Like Glee. I love Glee. It’s a fun show, punctuated with music and just as over the top as high school seems to you when you’re in it. Really, think back on it – you might not have walked down the hall singing, but I’m pretty sure that having a date to the dance was the biggest thing in the world. And every test failed, every breakup, ever snub seemed like the worst thing that ever happened to you.
And while Glee knocks out a few great episodes a season, the rest waver between good to meh. And usually not because of the overall plot of the episode- it’s the character reactions that make no sense.
Take last night’s Prom episode, “Prom Queen”. (spoilers, if you keep reading)
I can believe that the kids at McKinley would be cruel enough to vote Kurt Prom Queen to embarrass him and hurt him. However, I do not believe that the Kurt Hummel we know would have immediately run out in tears. In my mind, Kurt should have walked up, taken the crown… knocked out his joke and worn a brave face. Maybe bowed out of the dance (I admit I’m a little unhappy that he’s trying to push Karofsky out when he’s obviously not ready). Tensions would have died down, and when he and Blaine had a moment to talk, he would have then broken down crying- and explained that he tried to make things right for Blaine. That he knew they couldn’t just leave, that they couldn’t give the bullies that satisfaction. Just seems much more like Kurt.
Of course, the whole announcement lead to a bigger problem for me. Yes, McKinley is an over the top school. However, Figgins runs the school much like most principals would (except for his fear of vampires). It was extremely hard for me to believe that Figgins wouldn’t have looked at the name and stopped everything right then and there. Not only that, but where was Mr. Shue during all of this? I know that they wanted the kids to have the chance to work out this stuff with minimal interference from the adults, but it seemed unbelievably odd that Will wouldn’t have been there to cheer the kids on.
Also, my last quibble about the events of last night’s episode… I loved that Artie couldn’t actually bring himself to spike the punch, and used lemonade. But Sue was gone from the Prom for all the time and Puck didn’t manage to spike the punch? Because honestly, in my mind I thought that Puck knew that his plan was going to fail and that Artie would get caught, but it’d give him the chance to spike it and be seen spiking it.
Honestly, I love Glee. I get Glee. But every other episode or so, I find myself wondering why these scripts are making it out of the writer’s room with so many glaring errors. I see why they made Quinn revert to being a bitch. There are plenty of girls who see a chance to be popular and take it, even knowing they’re going to step on their friends to do so (and even after a major life change like the pregnancy). But there was never a scene early on in the season where Quinn said so. Instead, she was a bitch and somehow nobody cared- not even Mercedes who’d taken her in.
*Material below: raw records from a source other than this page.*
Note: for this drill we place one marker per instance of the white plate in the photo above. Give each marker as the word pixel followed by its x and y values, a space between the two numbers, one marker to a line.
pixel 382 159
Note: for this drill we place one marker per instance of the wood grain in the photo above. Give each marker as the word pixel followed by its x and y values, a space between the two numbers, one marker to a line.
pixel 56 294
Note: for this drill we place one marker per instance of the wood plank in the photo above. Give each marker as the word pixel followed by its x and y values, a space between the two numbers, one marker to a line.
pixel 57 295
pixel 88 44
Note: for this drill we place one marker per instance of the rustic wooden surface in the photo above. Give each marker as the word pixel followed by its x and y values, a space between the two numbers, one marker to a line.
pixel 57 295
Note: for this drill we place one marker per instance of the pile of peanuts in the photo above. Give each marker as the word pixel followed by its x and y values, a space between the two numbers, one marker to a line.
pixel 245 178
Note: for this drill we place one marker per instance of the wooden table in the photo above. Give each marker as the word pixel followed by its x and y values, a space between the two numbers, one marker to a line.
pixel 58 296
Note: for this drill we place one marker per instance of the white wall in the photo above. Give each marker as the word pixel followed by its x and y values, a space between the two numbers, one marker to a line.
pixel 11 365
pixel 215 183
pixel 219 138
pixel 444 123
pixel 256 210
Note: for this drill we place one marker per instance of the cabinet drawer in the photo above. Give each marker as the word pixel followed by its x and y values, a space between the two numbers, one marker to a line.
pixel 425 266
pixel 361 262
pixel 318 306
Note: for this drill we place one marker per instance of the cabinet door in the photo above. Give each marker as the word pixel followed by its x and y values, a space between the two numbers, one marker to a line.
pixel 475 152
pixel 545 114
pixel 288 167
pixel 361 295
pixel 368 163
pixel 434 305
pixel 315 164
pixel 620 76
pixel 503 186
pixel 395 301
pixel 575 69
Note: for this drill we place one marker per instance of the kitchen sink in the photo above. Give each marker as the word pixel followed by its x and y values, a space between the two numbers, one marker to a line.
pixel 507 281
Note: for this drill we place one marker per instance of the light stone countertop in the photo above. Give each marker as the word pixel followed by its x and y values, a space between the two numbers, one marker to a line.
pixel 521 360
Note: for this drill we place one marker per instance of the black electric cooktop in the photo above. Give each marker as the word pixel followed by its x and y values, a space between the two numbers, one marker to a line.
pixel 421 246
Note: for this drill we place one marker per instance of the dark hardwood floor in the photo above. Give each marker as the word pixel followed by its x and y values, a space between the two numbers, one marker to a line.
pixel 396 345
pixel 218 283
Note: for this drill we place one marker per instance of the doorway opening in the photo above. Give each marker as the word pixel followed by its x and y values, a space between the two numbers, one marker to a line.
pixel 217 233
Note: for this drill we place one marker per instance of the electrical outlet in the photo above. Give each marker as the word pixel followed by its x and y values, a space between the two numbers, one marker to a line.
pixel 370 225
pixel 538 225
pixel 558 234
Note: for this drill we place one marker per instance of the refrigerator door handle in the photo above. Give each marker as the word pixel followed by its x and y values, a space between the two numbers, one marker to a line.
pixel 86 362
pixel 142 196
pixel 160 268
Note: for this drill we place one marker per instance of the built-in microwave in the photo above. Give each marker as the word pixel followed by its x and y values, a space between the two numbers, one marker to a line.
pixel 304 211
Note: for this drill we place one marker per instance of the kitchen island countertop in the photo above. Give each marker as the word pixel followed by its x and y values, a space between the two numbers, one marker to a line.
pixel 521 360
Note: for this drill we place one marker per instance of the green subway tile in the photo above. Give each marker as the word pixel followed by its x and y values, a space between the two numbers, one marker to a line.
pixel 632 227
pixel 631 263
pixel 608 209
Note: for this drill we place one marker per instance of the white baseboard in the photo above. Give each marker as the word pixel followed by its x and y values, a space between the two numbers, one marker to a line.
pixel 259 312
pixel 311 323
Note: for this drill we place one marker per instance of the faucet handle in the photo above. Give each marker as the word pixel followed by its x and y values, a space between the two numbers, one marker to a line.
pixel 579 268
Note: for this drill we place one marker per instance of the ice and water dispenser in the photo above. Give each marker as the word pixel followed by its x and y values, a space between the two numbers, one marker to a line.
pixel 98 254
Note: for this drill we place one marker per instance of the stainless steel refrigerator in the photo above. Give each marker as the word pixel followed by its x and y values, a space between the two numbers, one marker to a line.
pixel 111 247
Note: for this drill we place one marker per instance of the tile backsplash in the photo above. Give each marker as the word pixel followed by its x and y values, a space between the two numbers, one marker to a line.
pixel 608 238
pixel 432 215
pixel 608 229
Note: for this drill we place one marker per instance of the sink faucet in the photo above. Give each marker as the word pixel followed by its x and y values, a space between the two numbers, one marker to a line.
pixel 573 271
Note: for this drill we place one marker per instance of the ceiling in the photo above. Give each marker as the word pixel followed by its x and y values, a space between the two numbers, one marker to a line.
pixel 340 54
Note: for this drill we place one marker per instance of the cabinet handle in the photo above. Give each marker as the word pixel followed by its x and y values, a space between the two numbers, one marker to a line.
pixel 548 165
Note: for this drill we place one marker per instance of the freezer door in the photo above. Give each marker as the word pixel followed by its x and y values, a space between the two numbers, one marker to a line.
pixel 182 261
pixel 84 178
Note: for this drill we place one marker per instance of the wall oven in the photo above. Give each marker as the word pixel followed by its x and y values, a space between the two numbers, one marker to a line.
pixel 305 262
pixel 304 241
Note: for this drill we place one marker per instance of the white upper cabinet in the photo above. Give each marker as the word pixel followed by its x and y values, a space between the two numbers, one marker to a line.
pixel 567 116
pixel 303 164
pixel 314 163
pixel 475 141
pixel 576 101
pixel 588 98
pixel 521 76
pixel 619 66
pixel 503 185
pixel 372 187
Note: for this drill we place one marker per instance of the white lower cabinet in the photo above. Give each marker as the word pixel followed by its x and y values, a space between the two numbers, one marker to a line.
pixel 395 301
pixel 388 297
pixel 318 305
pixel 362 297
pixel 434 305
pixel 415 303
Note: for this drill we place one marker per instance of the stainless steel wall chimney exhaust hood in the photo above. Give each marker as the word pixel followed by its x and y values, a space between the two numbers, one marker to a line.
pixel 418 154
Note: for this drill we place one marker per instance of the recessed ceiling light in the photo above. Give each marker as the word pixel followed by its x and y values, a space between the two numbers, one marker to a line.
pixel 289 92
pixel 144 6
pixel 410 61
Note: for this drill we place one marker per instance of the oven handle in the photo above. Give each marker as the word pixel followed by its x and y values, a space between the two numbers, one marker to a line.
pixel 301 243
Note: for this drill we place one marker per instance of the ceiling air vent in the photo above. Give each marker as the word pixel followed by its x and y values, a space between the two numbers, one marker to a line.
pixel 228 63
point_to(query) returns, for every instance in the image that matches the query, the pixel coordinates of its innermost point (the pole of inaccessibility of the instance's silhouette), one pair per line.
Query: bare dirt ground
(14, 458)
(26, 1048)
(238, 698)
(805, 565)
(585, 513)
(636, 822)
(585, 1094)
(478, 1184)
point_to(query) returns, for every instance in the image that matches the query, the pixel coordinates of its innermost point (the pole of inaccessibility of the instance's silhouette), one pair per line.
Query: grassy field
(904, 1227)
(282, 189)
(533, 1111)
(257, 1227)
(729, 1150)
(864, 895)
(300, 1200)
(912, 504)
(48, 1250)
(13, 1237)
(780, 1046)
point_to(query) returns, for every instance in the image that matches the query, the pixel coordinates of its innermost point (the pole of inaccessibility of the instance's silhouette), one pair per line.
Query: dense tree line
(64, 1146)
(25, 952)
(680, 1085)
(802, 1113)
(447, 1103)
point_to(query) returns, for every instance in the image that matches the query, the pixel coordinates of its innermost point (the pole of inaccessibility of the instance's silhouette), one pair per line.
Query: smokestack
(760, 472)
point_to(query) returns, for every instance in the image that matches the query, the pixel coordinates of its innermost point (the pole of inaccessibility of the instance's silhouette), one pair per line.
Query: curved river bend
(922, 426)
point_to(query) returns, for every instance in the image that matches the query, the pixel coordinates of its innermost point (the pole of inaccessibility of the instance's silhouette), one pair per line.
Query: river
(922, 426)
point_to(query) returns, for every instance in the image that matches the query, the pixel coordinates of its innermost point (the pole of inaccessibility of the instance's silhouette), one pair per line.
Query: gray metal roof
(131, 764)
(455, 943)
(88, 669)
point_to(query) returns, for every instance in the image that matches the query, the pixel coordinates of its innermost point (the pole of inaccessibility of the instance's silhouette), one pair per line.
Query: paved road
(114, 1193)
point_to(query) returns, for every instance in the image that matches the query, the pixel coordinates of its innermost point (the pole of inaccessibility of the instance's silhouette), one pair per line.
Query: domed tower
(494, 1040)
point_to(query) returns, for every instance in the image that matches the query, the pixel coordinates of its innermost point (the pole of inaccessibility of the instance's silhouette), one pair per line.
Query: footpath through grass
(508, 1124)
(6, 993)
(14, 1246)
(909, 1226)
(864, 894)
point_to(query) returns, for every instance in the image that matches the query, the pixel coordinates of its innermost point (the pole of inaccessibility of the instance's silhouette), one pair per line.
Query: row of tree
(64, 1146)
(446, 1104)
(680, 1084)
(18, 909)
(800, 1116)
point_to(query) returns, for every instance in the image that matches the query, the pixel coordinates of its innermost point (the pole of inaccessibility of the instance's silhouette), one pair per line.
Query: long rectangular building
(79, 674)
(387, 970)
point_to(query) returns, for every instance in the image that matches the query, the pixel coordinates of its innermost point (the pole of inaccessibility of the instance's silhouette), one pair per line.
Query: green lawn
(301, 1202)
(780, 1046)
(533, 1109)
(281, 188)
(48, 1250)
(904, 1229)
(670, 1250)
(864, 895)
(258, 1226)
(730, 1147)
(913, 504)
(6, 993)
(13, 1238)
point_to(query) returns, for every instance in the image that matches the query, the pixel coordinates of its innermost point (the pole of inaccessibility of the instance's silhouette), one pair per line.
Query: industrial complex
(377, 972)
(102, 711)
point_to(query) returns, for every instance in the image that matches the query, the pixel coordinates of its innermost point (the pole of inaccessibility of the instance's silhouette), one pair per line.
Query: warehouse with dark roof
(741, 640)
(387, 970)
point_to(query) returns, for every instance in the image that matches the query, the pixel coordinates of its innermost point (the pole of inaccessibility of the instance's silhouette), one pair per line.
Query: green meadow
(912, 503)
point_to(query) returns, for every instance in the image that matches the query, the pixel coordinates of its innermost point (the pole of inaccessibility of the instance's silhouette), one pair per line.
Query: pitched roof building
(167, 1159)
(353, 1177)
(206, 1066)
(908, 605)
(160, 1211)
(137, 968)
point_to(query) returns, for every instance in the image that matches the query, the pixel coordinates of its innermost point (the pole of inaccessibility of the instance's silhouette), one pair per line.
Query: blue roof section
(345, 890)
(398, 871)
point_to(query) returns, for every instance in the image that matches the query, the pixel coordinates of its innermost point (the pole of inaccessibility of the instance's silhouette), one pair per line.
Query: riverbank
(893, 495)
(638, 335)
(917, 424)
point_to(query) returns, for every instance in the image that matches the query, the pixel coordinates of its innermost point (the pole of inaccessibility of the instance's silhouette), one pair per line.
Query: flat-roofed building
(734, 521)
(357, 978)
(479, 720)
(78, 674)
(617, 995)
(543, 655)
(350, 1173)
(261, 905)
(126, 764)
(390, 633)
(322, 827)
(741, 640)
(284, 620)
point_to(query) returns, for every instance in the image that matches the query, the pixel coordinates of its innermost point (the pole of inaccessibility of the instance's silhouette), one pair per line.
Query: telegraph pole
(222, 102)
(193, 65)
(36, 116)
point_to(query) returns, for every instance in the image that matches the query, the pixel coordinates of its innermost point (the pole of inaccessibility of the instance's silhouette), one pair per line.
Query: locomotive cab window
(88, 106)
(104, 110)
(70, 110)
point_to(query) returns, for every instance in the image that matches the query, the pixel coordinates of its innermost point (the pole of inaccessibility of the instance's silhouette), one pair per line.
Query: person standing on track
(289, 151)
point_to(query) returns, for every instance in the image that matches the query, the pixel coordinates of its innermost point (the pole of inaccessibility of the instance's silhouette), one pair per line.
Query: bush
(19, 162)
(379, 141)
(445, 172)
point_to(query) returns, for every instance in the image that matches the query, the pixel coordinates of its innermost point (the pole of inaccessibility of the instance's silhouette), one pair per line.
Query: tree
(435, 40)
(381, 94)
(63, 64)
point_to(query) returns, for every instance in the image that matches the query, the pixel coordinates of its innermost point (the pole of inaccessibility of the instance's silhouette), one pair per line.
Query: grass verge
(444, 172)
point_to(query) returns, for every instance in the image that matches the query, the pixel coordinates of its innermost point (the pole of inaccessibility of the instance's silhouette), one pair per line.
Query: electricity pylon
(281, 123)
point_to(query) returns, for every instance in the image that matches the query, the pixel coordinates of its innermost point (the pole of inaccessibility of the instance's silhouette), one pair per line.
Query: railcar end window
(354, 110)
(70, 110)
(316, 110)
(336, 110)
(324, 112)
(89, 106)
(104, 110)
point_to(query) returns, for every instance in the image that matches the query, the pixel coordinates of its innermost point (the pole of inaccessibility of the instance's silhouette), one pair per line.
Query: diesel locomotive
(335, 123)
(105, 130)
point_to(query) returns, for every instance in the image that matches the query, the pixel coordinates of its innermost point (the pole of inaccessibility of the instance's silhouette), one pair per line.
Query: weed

I don’t mind Finn dumping Rachel and getting back with Quinn. There are plenty of guys who have Betty & Veronica syndrome in high school. And frankly, they’re at least showing that Finn’s trying to do the right thing in both- support Rachel as a friend and try to be a good boyfriend to Quinn. I don’t mind the additional characters. Zises is a good foil, and she gives Puck something to do that doesn’t involve splitting up a relationship. Sam… I could do without. (One note about Sam- in Rumours, it came out that Sam’s family is broke and barely scraping by, so he hocked his guitar. What happened to the Justin Beiber Experience? As silly as it was… he was making a lot of money. It seems odd that Sam wouldn’t start it up again to try to help his family)
It honestly seems as though aside from Kurt, Rachel and Finn, the writers really don’t have a clear image of who the characters are. It seems like they’re in such a rush to get the numbers choreographed, recorded and filmed that they’re skipping over the plots – which are just as important.
I’m not giving up on Glee. The episodes that shine, the moments that make me smile are still worth the DVR spot. But it makes me sad that there’s a writer’s room where in the second season, somehow they just aren’t all on the same page with who the characters are.